Change your perspective on discipline. Disciplining your child means setting clear limits, acknowledging unacceptable behaviors and being consistent with fair consequences. Many parents understand discipline as a form of punishment or control over the child. Child development educator and social worker Penny G. Davis defines discipline as a process that involves teaching and learning. Discipline your child to teach him what behaviors are appropriate and which actions are unacceptable. Protect your child from dangerous situations by setting limits. Foster his development of self-discipline and help him internalize the concepts of self-control and responsibility.
Build a strong foundation of trust between you and your child by establishing clear and consistent limits. Many situations present natural consequences for misbehavior, while other situations require adult enforcement. Consistency is a key factor for effective discipline.
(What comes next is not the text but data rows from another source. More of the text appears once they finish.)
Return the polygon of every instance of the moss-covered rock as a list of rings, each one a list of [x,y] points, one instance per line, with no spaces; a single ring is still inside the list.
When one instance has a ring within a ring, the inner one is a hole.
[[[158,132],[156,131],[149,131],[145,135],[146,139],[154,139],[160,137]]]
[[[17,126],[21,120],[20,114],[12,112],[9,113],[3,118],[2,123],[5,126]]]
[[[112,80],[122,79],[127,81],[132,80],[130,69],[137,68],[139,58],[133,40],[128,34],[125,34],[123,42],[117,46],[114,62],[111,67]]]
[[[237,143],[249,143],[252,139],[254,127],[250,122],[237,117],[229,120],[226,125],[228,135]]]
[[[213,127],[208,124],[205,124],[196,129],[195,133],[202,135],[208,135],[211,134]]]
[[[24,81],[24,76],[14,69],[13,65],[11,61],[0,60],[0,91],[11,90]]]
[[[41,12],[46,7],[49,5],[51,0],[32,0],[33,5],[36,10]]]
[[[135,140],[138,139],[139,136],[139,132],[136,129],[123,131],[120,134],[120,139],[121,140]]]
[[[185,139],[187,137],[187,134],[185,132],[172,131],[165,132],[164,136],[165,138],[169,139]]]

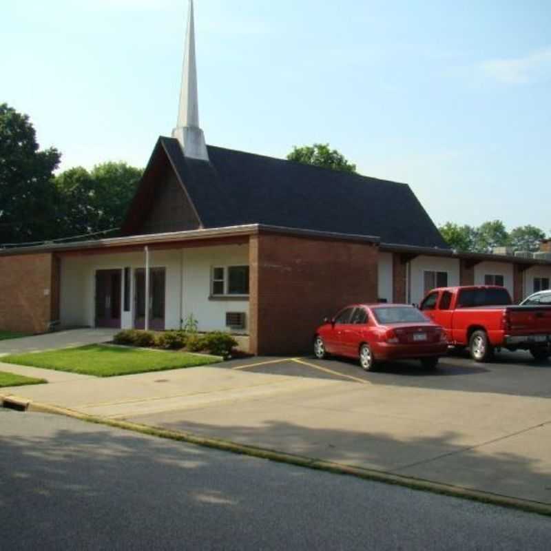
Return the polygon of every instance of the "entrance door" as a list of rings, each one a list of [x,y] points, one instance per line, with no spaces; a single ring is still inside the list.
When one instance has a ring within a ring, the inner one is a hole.
[[[96,272],[96,326],[121,327],[121,270]]]
[[[134,295],[134,327],[145,327],[145,270],[135,271],[136,293]],[[149,329],[163,331],[165,329],[165,295],[166,273],[164,268],[152,268],[149,270]]]

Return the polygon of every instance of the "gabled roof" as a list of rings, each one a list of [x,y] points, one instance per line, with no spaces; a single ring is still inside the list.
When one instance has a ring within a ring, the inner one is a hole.
[[[449,249],[406,184],[213,146],[210,162],[187,158],[171,138],[159,138],[136,199],[154,185],[147,173],[161,150],[202,227],[264,224]],[[123,232],[139,217],[140,202],[134,200]]]

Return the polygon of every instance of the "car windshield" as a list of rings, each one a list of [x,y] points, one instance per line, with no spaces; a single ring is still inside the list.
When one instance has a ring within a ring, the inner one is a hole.
[[[373,315],[377,321],[383,325],[393,323],[426,323],[430,321],[417,308],[409,306],[374,308]]]
[[[457,308],[480,306],[510,306],[511,298],[506,289],[466,289],[459,292]]]

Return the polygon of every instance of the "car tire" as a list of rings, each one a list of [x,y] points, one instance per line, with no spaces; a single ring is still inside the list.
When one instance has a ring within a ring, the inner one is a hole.
[[[319,335],[316,335],[314,339],[314,355],[318,360],[323,360],[327,357],[327,352],[325,350],[325,343]]]
[[[543,362],[551,356],[551,351],[543,346],[532,346],[530,349],[530,353],[537,362]]]
[[[360,366],[364,371],[374,371],[376,368],[373,353],[369,345],[365,343],[360,347]]]
[[[488,362],[494,355],[494,348],[484,331],[475,331],[469,340],[470,357],[480,363]]]
[[[421,360],[421,365],[424,369],[433,371],[438,366],[439,360],[439,357],[424,357]]]

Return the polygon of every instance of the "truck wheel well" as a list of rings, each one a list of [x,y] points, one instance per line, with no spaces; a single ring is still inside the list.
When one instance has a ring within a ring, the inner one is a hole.
[[[467,331],[467,343],[470,341],[470,337],[475,331],[484,331],[484,333],[487,333],[486,328],[483,327],[481,325],[471,326]]]

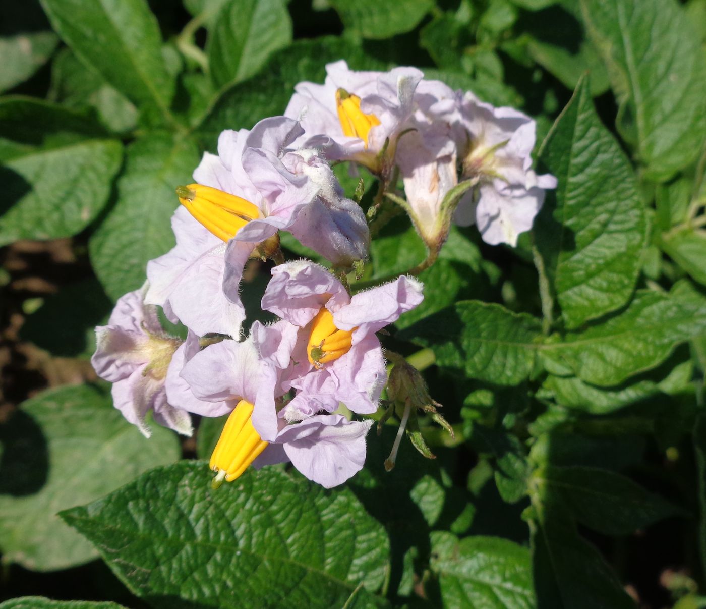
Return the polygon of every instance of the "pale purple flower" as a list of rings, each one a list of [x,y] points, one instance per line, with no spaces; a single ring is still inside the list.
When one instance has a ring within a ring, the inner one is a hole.
[[[144,435],[150,434],[145,421],[150,410],[157,422],[191,435],[186,410],[196,411],[198,401],[179,391],[168,396],[164,384],[167,379],[178,376],[193,352],[194,340],[198,349],[198,338],[191,335],[182,343],[167,336],[156,307],[144,303],[145,289],[120,298],[108,325],[96,328],[97,346],[91,363],[99,377],[113,384],[115,408]]]
[[[394,157],[396,138],[414,112],[414,90],[421,72],[416,68],[354,71],[342,60],[328,64],[326,73],[323,85],[302,82],[295,87],[285,112],[298,119],[305,131],[295,143],[321,148],[330,160],[356,160],[379,171],[378,155],[387,148]],[[347,128],[342,122],[340,110],[344,114],[347,110],[341,107],[340,93],[337,98],[340,90],[356,100],[344,122],[350,119],[350,124],[359,122],[362,126]]]
[[[284,389],[293,387],[301,392],[302,397],[295,397],[299,402],[292,401],[294,406],[301,404],[301,417],[308,415],[311,400],[320,402],[325,410],[331,408],[335,403],[322,397],[326,395],[354,413],[374,413],[387,379],[375,333],[421,302],[421,284],[402,276],[350,297],[326,269],[309,261],[279,265],[272,274],[263,309],[301,329],[291,347],[292,359],[297,362],[296,373],[282,380]],[[309,357],[310,335],[314,319],[322,309],[330,314],[335,329],[349,334],[350,346],[333,360],[324,357],[323,364],[315,365]],[[291,344],[292,338],[288,341]],[[297,414],[291,410],[288,416],[294,420]]]
[[[345,199],[330,167],[311,150],[289,151],[302,134],[295,121],[265,119],[251,131],[223,131],[219,154],[206,153],[196,180],[245,199],[259,210],[227,242],[186,208],[172,218],[176,245],[150,261],[146,302],[203,336],[237,338],[245,318],[239,286],[258,244],[278,230],[344,266],[366,257],[369,236],[362,211]]]
[[[420,235],[428,243],[445,235],[448,222],[441,206],[458,182],[459,163],[460,179],[472,180],[474,187],[458,202],[457,223],[477,224],[487,243],[516,245],[518,235],[532,227],[545,189],[556,186],[554,176],[538,176],[532,169],[534,121],[470,93],[450,95],[441,83],[422,81],[418,91],[417,132],[400,141],[397,160]]]
[[[313,414],[301,422],[287,424],[277,417],[275,400],[285,394],[281,388],[284,371],[277,366],[289,363],[291,343],[284,348],[281,344],[287,343],[289,325],[280,322],[265,329],[256,321],[245,341],[225,340],[196,354],[181,377],[197,398],[217,405],[213,415],[222,413],[223,408],[229,411],[242,407],[241,401],[254,405],[253,427],[269,444],[253,466],[291,461],[308,478],[330,488],[363,467],[365,435],[372,421]],[[264,427],[263,420],[267,422]],[[275,422],[274,430],[269,428],[271,421]]]

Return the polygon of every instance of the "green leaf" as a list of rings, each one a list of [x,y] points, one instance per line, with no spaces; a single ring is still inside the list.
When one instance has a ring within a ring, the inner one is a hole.
[[[647,174],[666,180],[691,163],[706,129],[706,62],[675,0],[581,0],[589,35],[608,67],[617,125]]]
[[[49,58],[59,44],[53,32],[28,32],[0,37],[0,92],[23,83]]]
[[[49,97],[68,107],[88,105],[95,108],[101,123],[115,133],[129,131],[137,124],[135,105],[69,49],[64,49],[52,64]]]
[[[210,478],[181,461],[61,516],[155,607],[375,605],[389,542],[349,490],[268,468],[217,491]]]
[[[484,75],[471,78],[462,72],[424,69],[424,78],[441,81],[452,89],[472,91],[480,100],[496,106],[521,106],[522,96],[509,85]]]
[[[43,596],[23,596],[0,603],[0,609],[125,609],[115,603],[88,601],[52,601]]]
[[[208,65],[220,87],[257,73],[268,57],[292,42],[292,19],[285,0],[228,2],[209,32]]]
[[[602,388],[585,383],[575,377],[549,374],[542,387],[558,404],[594,415],[605,415],[657,395],[674,394],[686,389],[691,382],[693,365],[690,361],[676,364],[667,360],[662,370],[663,378],[651,371],[650,377],[631,379],[616,387]],[[654,377],[654,378],[652,378]],[[544,392],[542,396],[546,396]]]
[[[683,511],[621,474],[594,467],[547,466],[533,475],[545,501],[606,535],[628,535]]]
[[[364,38],[389,38],[414,30],[433,6],[433,0],[329,0],[347,28]]]
[[[537,247],[566,325],[575,328],[630,299],[647,220],[630,162],[597,116],[585,80],[540,160],[558,187],[535,225]]]
[[[706,285],[706,230],[688,226],[671,230],[661,235],[659,244],[692,279]]]
[[[537,607],[552,609],[635,609],[600,552],[576,533],[573,522],[534,502],[532,572]]]
[[[698,544],[701,573],[706,574],[706,416],[702,410],[694,422],[691,437],[696,462],[698,502]]]
[[[517,503],[527,493],[530,474],[527,449],[517,436],[482,425],[472,427],[471,442],[481,453],[495,460],[495,483],[503,500]]]
[[[251,129],[259,120],[282,114],[301,81],[323,83],[325,64],[345,57],[351,69],[385,67],[359,47],[337,37],[297,40],[275,53],[256,77],[227,89],[215,101],[198,128],[207,148],[215,148],[225,129]]]
[[[530,37],[527,49],[530,57],[569,89],[575,89],[588,71],[591,95],[604,93],[610,86],[608,73],[598,52],[583,33],[578,3],[562,0],[551,4],[558,6],[527,15],[522,21]]]
[[[450,533],[434,531],[431,552],[431,570],[439,578],[444,607],[537,606],[527,548],[500,537],[459,540]]]
[[[90,357],[95,350],[95,326],[107,322],[112,308],[95,278],[62,285],[27,317],[20,336],[52,355]]]
[[[28,569],[66,569],[97,552],[55,514],[92,501],[150,467],[178,458],[174,434],[144,438],[86,385],[45,391],[0,426],[0,548]]]
[[[152,134],[127,148],[117,203],[88,244],[93,268],[112,298],[139,288],[147,261],[174,246],[174,188],[191,181],[198,164],[196,143],[183,137]]]
[[[539,322],[499,304],[457,302],[398,333],[431,347],[436,363],[470,378],[498,385],[516,385],[530,376]]]
[[[85,139],[100,128],[38,100],[0,102],[0,244],[80,232],[108,201],[122,146]]]
[[[174,81],[145,0],[41,0],[54,29],[85,64],[138,106],[169,117]]]
[[[563,342],[542,345],[544,365],[555,374],[613,386],[663,362],[679,343],[706,331],[706,299],[640,291],[624,311]]]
Be firm, reasonable and fair with your child. Follow the same established consequences every time your child displays unwanted behavior.
Hold your child accountable for her behaviors. Kevin Leman, family psychologist, asserts in an article on "Parents" that children held less accountable for their actions tend to mature into less responsible young adults. Acknowledge your child's feelings during a confrontation as a way to remain positive, but remember to discipline misbehavior. Communicate to your child what she did and why it was wrong. Offer suggestions for other ways she could have handled the situation.
Ignore temper tantrums. Attempting to reason with your child during a tantrum will only make the situation more challenging for both you and your child. Give attention to your child's positive behaviors, rather than feeding in to his destructive behaviors.
Remain confident in your ability as a parent. Trust that you know what is best for your child by following through with reasonable disciplinary action for inappropriate behavior. It is best to offer simple and true explanations for the rules you set. Avoid getting into debates or arguments about why certain limits exist.
Offer different options to your child in times of disagreement. As long as your child is not throwing a tantrum, do your best to provide alternatives for your child to shift his focus. Providing stipulations and incentives to your child is a more positive approach than always saying "No." For example, if your child is begging to go to the park, tell him that you will take him, but only if he picks up all of his toys first. Discipline with this style to maintain focus on the positive effects of compliant behavior.